I’m still mostly of the opinion that the guys they arrested for Hattie Cotton probably were the guys. But the other two bombings are not so clear cut. In the JCC bombing, we know it had to be someone J.B. Stoner knew, because J.B. Stoner organized that whole “Confederate Underground” terror plot throughout the Southeast.
We don’t know much at all about the Looby bombing, just that the person who did it needed to be in Nashville to do it, obviously.
So, in the 60s, Robert Pittman Gentry was involved in Klan activities down in Jacksonville (the site of one of the bombings from the Confederate Underground campaign). He probably was one of the people who blew up the home of a first-grader integrating a school in Jacksonville and he admitted to shooting a black man. He also admitted he was in Birmingham (the site of another Confederate Underground bombing) on the day of the 16th Street Baptist Church bombing, though he wouldn’t say why he was there. He testified before the HUAC. J.B. Stoner was his lawyer at the HUAC hearings AND I think at the Jacksonville first-grader bomb plot trial. At least, Stoner defended some of the men accused.
When John Kasper was first in Nashville, he stayed at the home of Robert and Carrie Wray. Robert worked at Avco, which was what Vultee had become. Avco has morphed into something else by now, but it’s still a defense contractor making things that fly for the government.
Robert Gentry complained to the Tennessean that his connections to the Klan had cost him his job at Avco (Gentry moved back to Tennessee after the Florida first grader bombing). Is that a coincidence? That Stoner’s client and Kasper’s friend both worked at the same place? Or did Wray know Gentry?

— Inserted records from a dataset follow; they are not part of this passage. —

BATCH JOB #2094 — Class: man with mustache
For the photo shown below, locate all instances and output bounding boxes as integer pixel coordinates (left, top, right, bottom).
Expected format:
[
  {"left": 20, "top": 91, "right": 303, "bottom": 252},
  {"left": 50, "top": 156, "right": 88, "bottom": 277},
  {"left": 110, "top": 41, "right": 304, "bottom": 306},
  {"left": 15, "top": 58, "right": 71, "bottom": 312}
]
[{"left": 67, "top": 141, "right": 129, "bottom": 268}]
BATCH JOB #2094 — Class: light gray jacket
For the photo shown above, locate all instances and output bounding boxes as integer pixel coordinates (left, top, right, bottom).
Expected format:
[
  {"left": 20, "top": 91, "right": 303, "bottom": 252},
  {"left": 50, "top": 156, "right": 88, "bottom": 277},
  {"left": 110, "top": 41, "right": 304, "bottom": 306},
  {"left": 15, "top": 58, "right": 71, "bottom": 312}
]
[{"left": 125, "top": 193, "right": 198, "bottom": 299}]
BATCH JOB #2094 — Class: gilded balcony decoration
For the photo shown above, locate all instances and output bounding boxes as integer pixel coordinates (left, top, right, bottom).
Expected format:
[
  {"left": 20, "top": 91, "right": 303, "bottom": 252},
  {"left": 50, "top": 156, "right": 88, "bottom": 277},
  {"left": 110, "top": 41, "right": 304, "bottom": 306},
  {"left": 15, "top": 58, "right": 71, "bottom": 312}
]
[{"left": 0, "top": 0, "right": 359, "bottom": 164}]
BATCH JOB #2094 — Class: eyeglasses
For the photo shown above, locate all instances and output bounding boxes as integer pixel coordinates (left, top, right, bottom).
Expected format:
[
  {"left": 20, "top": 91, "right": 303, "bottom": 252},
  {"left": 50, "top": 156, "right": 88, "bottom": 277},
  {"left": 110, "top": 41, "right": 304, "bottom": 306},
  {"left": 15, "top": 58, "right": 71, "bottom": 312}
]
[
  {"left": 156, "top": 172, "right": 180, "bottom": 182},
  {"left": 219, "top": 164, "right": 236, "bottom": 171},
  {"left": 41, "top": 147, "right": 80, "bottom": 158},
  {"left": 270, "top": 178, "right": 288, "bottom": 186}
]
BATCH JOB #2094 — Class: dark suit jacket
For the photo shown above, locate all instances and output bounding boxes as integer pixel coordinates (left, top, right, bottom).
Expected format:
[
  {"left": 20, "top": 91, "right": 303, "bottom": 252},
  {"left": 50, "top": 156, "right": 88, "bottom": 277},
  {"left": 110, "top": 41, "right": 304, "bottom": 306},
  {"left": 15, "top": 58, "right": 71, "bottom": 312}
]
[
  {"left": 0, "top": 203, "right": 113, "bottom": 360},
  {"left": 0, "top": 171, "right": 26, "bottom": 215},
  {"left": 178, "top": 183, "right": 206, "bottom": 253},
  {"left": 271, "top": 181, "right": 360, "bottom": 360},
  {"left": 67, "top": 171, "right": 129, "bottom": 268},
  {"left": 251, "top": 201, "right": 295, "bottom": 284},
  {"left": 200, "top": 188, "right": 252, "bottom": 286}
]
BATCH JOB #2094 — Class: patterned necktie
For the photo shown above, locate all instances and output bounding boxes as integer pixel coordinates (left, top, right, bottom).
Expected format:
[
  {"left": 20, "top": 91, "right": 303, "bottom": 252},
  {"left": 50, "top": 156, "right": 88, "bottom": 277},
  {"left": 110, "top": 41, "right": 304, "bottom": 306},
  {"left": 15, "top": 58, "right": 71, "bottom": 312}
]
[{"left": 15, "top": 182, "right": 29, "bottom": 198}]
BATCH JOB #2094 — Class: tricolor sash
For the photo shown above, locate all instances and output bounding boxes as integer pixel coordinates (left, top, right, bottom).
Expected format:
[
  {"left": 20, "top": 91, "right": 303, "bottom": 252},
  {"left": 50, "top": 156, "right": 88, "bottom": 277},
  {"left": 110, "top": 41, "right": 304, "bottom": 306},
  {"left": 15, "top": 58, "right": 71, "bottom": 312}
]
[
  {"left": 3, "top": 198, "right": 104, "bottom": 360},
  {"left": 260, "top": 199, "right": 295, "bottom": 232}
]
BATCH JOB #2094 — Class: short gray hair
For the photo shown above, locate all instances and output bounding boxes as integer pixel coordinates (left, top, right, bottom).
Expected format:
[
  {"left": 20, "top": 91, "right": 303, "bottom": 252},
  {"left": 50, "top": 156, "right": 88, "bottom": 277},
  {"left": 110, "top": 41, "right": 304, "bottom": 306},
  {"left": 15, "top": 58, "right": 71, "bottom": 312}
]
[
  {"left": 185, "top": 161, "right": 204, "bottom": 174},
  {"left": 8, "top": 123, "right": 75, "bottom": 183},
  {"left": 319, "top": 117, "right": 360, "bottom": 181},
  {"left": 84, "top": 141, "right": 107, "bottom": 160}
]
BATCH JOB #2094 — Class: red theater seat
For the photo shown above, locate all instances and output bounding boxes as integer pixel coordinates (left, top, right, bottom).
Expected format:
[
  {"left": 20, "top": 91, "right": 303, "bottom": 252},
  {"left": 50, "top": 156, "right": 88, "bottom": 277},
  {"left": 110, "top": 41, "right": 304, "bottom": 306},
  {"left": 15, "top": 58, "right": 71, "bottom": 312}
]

A thing I’m beginning to seriously wonder about is whether this world is as large as people have presumed. I mean, right? One of the reasons these bombings are unsolved is that “it could have been anyone!!! Every white person was racist.”
And most white people at the time were hella racist. But how many people could you count on to be violent and silent? Especially for this long?
Another pair of loose ends I can’t quite make tie together, but I can’t stop feeling like they might tie together is that Gentry’s people were Barneses and Colemans.
The Blackwells and the Crimmonses, who were the suspects in the Hattie Cotton bombing, have Barnes and Coleman relatives.
The geography doesn’t work. Gentry’s people are from Rutherford County. The Blackwells and the Crimmonses’ people were from northwest Davidson County. I haven’t found common ancestors. But it’s a huge coincidence that nags at me.
And yet, I don’t want to get mired in false conspiracies. Barnes and Coleman are common enough last names. One of the black kids who integrated Nashville’s first grade in 1957 was a Coleman.
Still, it gives me the impression that this is a smaller world. That the people willing to do violence would have been known in racist circles.